Categorical model with continuous dependent variable

I am having trouble setting up a Categorical model with the dependence that interests me.

For background, I have a probability which I observe to be an exponentially decaying function of some continuous observable parameter b. So I have a series [b, s] where I observe a binary state s given the continuous parameter b. I am not sure that a logistic regression will correctly capture the dependence on b that I am seeing, so I want to try another approach.

So I want to try modeling the probability as a beta function with a mean that depends on b.

Regardless of whether or not this will be an effective model, I should be able to set it up in pymc3, but I’m running into trouble. In reality I have thousands of samples, which is why I would rather have a continuous dependence on b rather than a bucketed dependence.

Here is a toy example of what I’m trying to do:

import numpy as np
import pandas as pd
import pymc3 as pm

b = np.array([100, 120, 150, 200, 1000, 10000, 15000])
s = np.array([1, 0, 1, 1, 0, 0, 0])
s = pd.Categorical(s).codes

model = pm.Model()
with model:
    sd = pm.HalfNormal('sd', sd=1)

    l1 = pm.HalfNormal('l1', sd=100)
    drift = tt.exp(-l1*b)

    p1 = pm.Beta.dist(balance_drift, balance_sd)

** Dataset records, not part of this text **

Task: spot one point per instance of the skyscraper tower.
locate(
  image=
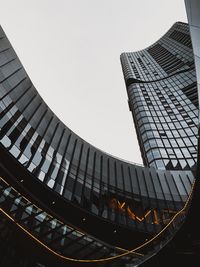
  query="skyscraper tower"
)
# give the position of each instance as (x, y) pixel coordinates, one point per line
(64, 202)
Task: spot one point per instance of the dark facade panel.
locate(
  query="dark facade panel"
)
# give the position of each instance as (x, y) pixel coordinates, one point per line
(73, 204)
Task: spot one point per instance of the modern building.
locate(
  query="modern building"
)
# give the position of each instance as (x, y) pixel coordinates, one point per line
(64, 202)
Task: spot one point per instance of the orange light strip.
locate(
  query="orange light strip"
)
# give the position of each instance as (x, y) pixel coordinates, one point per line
(109, 258)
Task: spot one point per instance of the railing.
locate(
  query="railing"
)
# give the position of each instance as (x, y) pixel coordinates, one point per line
(56, 237)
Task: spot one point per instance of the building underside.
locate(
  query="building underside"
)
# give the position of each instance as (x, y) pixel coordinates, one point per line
(64, 202)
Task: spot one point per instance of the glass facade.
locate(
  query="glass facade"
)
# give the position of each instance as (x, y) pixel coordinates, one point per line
(72, 203)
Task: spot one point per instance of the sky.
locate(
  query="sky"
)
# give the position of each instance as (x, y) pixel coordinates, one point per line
(71, 49)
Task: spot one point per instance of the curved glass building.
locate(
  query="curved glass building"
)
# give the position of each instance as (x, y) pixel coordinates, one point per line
(64, 202)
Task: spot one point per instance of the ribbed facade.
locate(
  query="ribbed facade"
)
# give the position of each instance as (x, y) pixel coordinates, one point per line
(67, 203)
(162, 91)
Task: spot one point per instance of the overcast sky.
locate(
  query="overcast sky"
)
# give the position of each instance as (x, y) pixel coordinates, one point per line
(71, 50)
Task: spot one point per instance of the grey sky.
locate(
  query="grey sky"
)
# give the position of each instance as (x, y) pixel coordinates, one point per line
(71, 49)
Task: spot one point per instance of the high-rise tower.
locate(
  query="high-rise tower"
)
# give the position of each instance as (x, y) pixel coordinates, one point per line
(64, 202)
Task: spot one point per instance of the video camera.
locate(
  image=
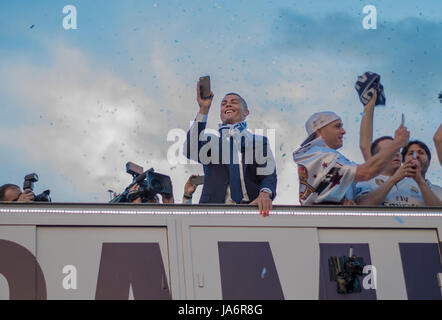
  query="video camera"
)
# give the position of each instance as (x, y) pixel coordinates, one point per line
(150, 184)
(30, 179)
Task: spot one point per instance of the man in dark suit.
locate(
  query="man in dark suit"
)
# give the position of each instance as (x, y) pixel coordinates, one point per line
(239, 167)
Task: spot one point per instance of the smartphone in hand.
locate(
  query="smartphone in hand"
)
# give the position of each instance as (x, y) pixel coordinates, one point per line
(197, 180)
(205, 87)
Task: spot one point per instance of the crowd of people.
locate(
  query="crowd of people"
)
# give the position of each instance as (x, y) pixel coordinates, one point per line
(239, 167)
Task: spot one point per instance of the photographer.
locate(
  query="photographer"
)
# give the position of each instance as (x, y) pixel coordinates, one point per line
(12, 192)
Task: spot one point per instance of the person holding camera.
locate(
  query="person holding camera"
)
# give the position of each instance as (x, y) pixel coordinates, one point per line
(189, 189)
(12, 192)
(167, 199)
(239, 167)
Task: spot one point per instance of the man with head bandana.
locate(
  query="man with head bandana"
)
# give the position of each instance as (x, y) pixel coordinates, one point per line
(325, 175)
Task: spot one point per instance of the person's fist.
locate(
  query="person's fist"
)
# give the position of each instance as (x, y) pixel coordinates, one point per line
(264, 203)
(189, 188)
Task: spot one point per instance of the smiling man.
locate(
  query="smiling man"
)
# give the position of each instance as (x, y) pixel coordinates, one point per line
(239, 167)
(401, 186)
(12, 192)
(325, 175)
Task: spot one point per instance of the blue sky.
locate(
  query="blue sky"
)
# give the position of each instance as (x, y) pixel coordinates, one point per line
(78, 104)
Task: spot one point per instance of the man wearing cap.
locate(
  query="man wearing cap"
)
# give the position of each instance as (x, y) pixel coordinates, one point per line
(239, 167)
(325, 175)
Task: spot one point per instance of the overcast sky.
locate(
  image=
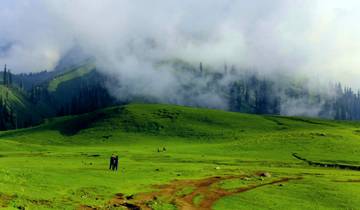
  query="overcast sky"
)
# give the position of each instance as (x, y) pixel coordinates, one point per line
(315, 37)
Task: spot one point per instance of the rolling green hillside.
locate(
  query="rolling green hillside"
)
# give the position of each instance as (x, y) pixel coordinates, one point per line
(174, 157)
(19, 104)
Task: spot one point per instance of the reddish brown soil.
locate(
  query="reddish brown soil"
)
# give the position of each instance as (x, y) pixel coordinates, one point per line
(206, 187)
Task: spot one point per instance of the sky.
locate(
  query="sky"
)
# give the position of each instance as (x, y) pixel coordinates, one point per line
(317, 38)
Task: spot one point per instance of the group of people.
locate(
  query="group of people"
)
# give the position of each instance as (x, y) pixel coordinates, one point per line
(114, 162)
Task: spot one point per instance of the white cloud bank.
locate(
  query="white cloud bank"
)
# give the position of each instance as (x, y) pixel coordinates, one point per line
(319, 38)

    obs = pm.Categorical('obs', p=tt.stack([p1, 1.-p1]), observed=s)

The error I observe is

TypeError: unsupported operand type(s) for -: 'float' and 'Beta'

Do you mean beta function or beta distribution? A log-beta function is available as pm.distributions.dist_math.betaln. If you are trying to get a beta distribution you should do p1 = pm.Beta('p', balance_drift, balance_sd)

A beta distribution.

When I make the change that you suggest, the error I get is

The error when converting the test value to that variable type:
Wrong number of dimensions: expected 0, got 1 with shape (7,).

This shows up when constructing ‘obs’, but seems to be coming from the drift term.
Do I need to transpose my data? But it is in an array. And I don’t want a separate Beta for every sample.

If s only has binary value 0 and 1, you should model it as a Bernoulli:
obs = pm.Bernoulli('obs', p=p1, observed=s)

I wanted to start with a simple case, so s is only binary right now. I will add more states later. With Bernoulli, I am still getting the same error though. Here is my new test case, with the changes suggested.

import numpy as np
import pandas as pd
import pymc3 as pm
import theano.tensor as tt

b = np.array([100, 120, 150, 200, 1000, 10000, 15000])
s = np.array([1, 0, 1, 1, 0, 0, 0])
s = pd.Categorical(s).codes

model = pm.Model()
with model:
    l1 = pm.HalfNormal('l1', sd=100)
    drift = tt.exp(-l1*b)
    sd = pm.HalfNormal('sd', sd=1)

    p1 = pm.Beta('p1', drift, sd)

    obs = pm.Bernoulli('obs', p=p1, observed=s)

Have you tried setting shape=7 on p1?

@gBokiau is right you should set the shape=7 on p1.

However, since you said earlier:

You should model p differently and had it multiple with b later on.

Hmmm. Is this a fundamental math problem, or just a limitation of pymc3?

So suppose I have many samples of some substance which changes state spontaneously. Like time bombs. All my samples have different ages. I want to estimate the half-life of my samples. So I have a series [a, s] where age is a continuous variable, and s is either “live” or “exploded”. How should I set up the calibration of the half-life, in pymc3?

One thought is to define a new quantity c(A) = count(s = 1 & a < A)/count(a < A), and fit that directly. ?

I also know that logistic regression is often used for modeling probabilities, but it’s not clear to me that it would be a natural model for a half-life (or, what I’m after next, a linear combination of half-lives).

In your setting, you are trying to find a function which map f(a) --> p, and pi(s|a) = Bernoulli(p) = Bernoulli(f(a))

In a logistic regression setting, f(a) is a logistic transformation of a linear function X*beta
In your example above, f(a) is a stochastic function that maps a exp(-l1*b) and sd into p. Since exp(-l1*b) takes a array as input, the final output p1 is also an array (1d tensor)

I hope this clear things up for you a bit.

Right, except it’s f(b). Sorry for renaming b -> a.

If I really do need a separate Beta for every sample, that is a lot of betas!

Yes that’s a lot of Betas, usually, you should infer the parameter in the function f() (l1 and sd), instead of the output p.